There are no extra restrictions on masks and hand sanitisers, but the usual customs duty applies to the import of these items, Singapore Customs said yesterday.
It issued the clarification after a picture of a sign recently put up at the Singapore Cruise Centre instructing travellers to declare their purchase of face masks was shared on social media. The new sign had been placed below another one telling travellers to declare dutiable goods like cigarettes, alcohol and new items.
The post had prompted some concern whether the import of face masks and hand sanitisers was being clamped down on.
Singapore Customs said it had put up the sign at the cruise centre in response to a surge in the number of ferry passengers hand-carrying the items in large quantities.
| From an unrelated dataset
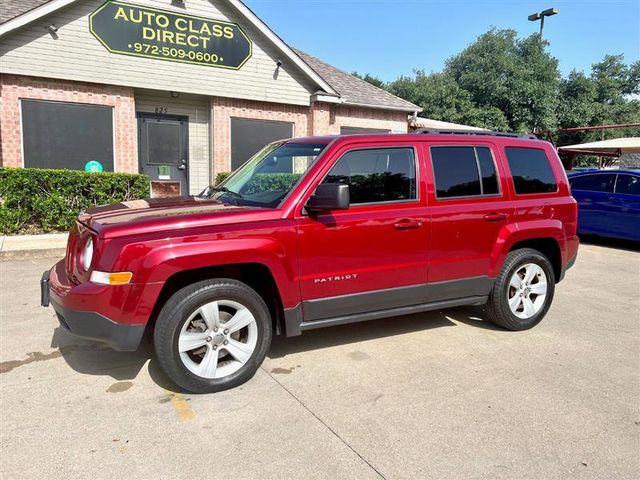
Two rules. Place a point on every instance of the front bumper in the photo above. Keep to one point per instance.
(89, 324)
These passengers had carried the items with values in excess of their GST import relief thresholds or had bought the items for commercial purposes, and thus had to pay customs duty for them according to existing rules that would also apply to other dutiable goods, it added.
Face masks and hand sanitisers have been highly sought after since the coronavirus outbreak last month, with many shops and online sites running out of stock.
A Singapore Customs spokesman said: “As a number of travellers had quantities of masks and sanitisers with values in excess of their GST import relief thresholds or which were for commercial purposes, they were stopped at the baggage screening area and turned back to the Customs service counters for GST payment.
“The sign was therefore put up with good intentions by our front-line staff to remind travellers to make their GST payments first before proceeding for customs clearance, so as to minimise inconvenience and help expedite their clearance at the Singapore Cruise Centre.”
The customs spokesman added that the sign was put up at the cruise centre only in response to a localised problem, and that it has since been taken down.
Under the law, all goods brought into Singapore are subject to 7 per cent GST.
Travellers are granted GST import relief on new goods purchased overseas and brought into Singapore for personal use.